Four days of testing were scheduled at the Indianapolis Motor Speedway prior to the official opening of the track. On March 23, manufacturer testing was conducted on the road course for Honda. Testing on the oval was scheduled for March 27–29, but was postponed due to inclement weather in the forecast. A full-field, league-sponsored open test was held on the oval April 30, followed by the Rookie Orientation Program and Refresher tests on May 1. On May 2, track activity continued with a private manufacturers test involving both Honda and Chevrolet.

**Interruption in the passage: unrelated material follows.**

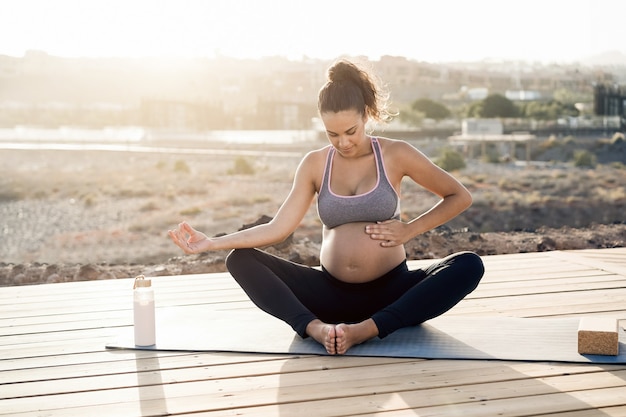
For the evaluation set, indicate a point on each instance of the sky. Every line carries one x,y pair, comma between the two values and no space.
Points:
432,31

Race schedules — April/May 2018
| Sun | Mon | Tue | Wed | Thu | Fri | Sat |
|---|---|---|---|---|---|---|
| 29 | 30 Open Test | 1 ROP | 2 Manufacturer Test | 3 | 4 | 5 Mini-Marathon |
| 6 | 7 | 8 | 9 | 10 Road to Indy Practice | 11 Grand Prix Qualifying | 12 IndyCar Grand Prix |
| 13 Mother's Day | 14 Car conversion day | 15 ROP Practice | 16 Practice | 17 Practice | 18 Practice Fast Friday | 19 Time Trials |
| 20 Time Trials | 21 Practice | 22 | 23 | 24 Indy Lights Qualifying | 25 Carb Day Freedom 100 | 26 Legends Day Parade |
| 27 Indianapolis 500 | 28 Memorial Day | 29 | 30 | 31 |  |  |

| Color | Notes |
|---|---|
| Green | Practice |
| Dark Blue | Time trials |
| Silver | Race day |
| Red | Rained out* |
| Blank | No track activity |

- Includes days where track
activity was significantly limited due to rain

- Sources: 2018 Indianapolis 500 Event Schedule

==Testing and rookie orientation==

===Testing — July 2017===
On July 25, 2017, the first official test for the universal bodywork kit was conducted at the Indianapolis Motor Speedway oval. Two teams, one each representing Chevrolet and Honda, attended. Team Penske with driver Juan Pablo Montoya tested for Chevy, and Schmidt Peterson Motorsports with driver Oriol Servià tested for Honda. The tests were considered successful, and no incidents were reported.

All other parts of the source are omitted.